AURORA, Colo. — This week, Douglas County commissioners and the Douglas County Sheriff’s Office sent a letter to Aurora Mayor Mike Coffman asking the mayor or a city representative to join the county’s Homeless Initiative Executive Committee and engage in discussions about resources for people experiencing homelessness.
Last week, Coffman publicly expressed concerns over the Doulgas County Jail-based Reintegration Program, which helps recently released homeless inmates find shelters and resources. Sometimes, those inmates are transported to other cities. like Aurora.
The letter to Coffman reads in part, “One contributing factor to the growth of the unsheltered is the lack of public transportation in Castle Rock. This is an issue for the 76.59% (Jan – May 2022) of those being released from our county jail – in Castle Rock – who are not from Douglas County and have no transportation options to return to their originating community or the community to which they have ties.”

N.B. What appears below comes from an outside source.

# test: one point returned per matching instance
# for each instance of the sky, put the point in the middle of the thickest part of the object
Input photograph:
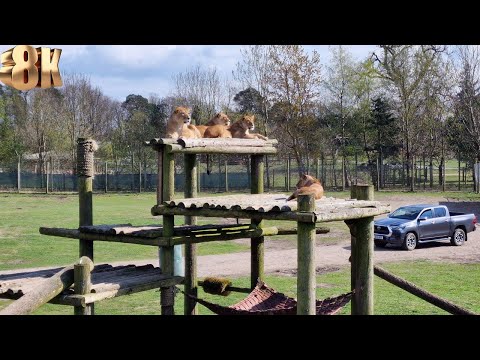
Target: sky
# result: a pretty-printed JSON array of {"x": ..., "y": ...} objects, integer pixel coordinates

Coffman said he wants Douglas County to stop transporting the unsheltered to his city.
“I think it sets a very bad precedent in Colorado, where it is the goal of one jurisdiction is to take, export its homeless to others,” the mayor said. “I think Douglas County, number one, needs to realize that it has responsibilities. ”
Douglas County lacks emergency shelters, and many taxpayers have pushed back against plans to build them.
Coffman told Denver7 he was not interested in an intergovernmental agreement regarding resources for the unsheltered.
“I informed [Sheriff Tony Spurlock] yesterday, that I wouldn't be negotiating an agreement,” Coffman said.
While Coffman and Spurlock continue discussions surrounding the issue, Aurora’s nonprofits are struggling to keep up with an increase in demand for services.
“We have seen a 100% increase in requests for services,” Aurora Salvation Army Lieutenant Carl Esquivel said.
He said most of the increased demand is for shelter, food and utility payment help.
“We have 163 people in the waiting list as at our SOS site, which is our safe outdoor space on Peoria and 33rd,” Esquivel said.
Mile High Behavioral Healthcare communications director Anna Miller said her nonprofit has also experienced a large increase in demand for services.
“We will not turn anyone away,” Miller said. “I know people are working very hard behind the scenes to increase resources and really just provide a safe place for these individuals or families as they get back on their feet.”
But Miller said at a time when rent prices and inflation are skyrocketing, city, county, and state leaders can accomplish more by working together.